Seit August sitzt Zuschlag an ihren Werken für „Hans im Wald“ – wobei sitzen tatsächlich falsch ist, denn gemalt wird im Stehen. Dann wirft sich Zuschlag ihre knapp 40 Jahre alte Schürze über, schaltete Rockmusik ein und pinselt drauf los. In Abschnitten arbeitet sie sich von oben nach unten, ehe die Farbe trocknen muss und der Stoff zur Seite geschoben werden kann. 2,60 x 2 Meter sind übrigens die Maße der größten Stoffbahn, die Zuschlag für das diesjährige Wintermärchen bemalt hat.

Die Bahnen werden schließlich auf ein Gestell aus Holz gespannt, das vom Bauhof gebaut wurde und das bereits bei einigen Wintermärchen zum Einsatz kam. In diesem Jahr werden darauf verschiedene Eingänge zu sehen sein – beispielsweise den des Hexenhauses. Mehr soll an dieser Stelle aber noch nicht verraten werden.

Ein Wald aus Stoff und viele weitere liebevolle Details

So wie bei den Kostümen wird bei „Hans im Wald“ in Sachen Bühnenbild auf bereits Vorhandenes zurückgegriffen. Für das Märchen „Schneeweißchen und Rosenrot“ hatte Zuschlag schon 2015 einen Wald auf viele Meter Stoff gezaubert – der wird nun wieder verwendet. Viel zu tun hatte die Künstlerin aber trotzdem. Aus Styropor und Papptellern hat sie beispielsweise bunte, glitzernde Lollis kreiert. Die dürfen schließlich für das Hexenhaus nicht fehlen, ebenso wie viele weitere ihrer Kreationen, die das Bühnenbild jedes Jahr so besonders machen.

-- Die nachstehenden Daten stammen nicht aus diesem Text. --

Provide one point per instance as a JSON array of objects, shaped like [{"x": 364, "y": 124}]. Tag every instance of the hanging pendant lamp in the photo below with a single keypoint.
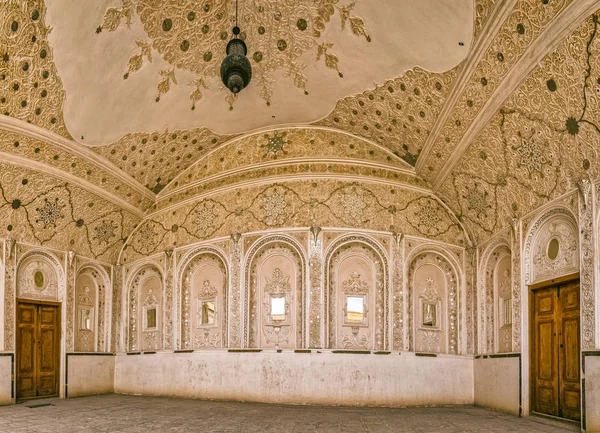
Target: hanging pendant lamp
[{"x": 236, "y": 71}]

„Ich schaue mit Kinderaugen auf die Geschichte“, sagt Zuschlag, deshalb darf es bei ihr auch gerne bunt sein. Und für die kleinen Mädchen in diesem Jahr auch mit Glitzer.

Dafür investiert sie immer zahlreiche Stunden. „Wenn fest steht, welches Märchen es sein wird, dann fange ich schon an zu überlegen“, erzählt die 74-Jährige. Johanna Mildner lässt ihr dabei zwar freie Hand, aber ihre Ideen stellt Zuschlag ihr dennoch vor. „Wir vier sind ein gutes Gespann“, lächelt sie – und meint damit die beiden Intendantinnen Mildner und Jenny Wagner sowie Schneidermeisterin Ruth Henkel. Sie strahlt über das ganze Gesicht, wenn sie über die Zusammenarbeit mit ihnen spricht. „Ich hoffe, dass ich das noch lange machen kann“, lächelt die Künstlerin.

Jetzt ist aber erstmal Endspurt angesagt, denn ab Montag steht der Aufbau des Bühnenbilds auf dem Programm sowie ein paar letzte Feinheiten. Zuschlag ist schon ganz gespannt, wie alles zusammen aussehen wird. „Ich freue mich schon sehr“. Wenn dann die letzte Vorstellung über die Bühne gegangen ist, wird auch das Arbeitszimmer geputzt und aufgeräumt. „Vorher hat das keinen Sinn“, lacht sie.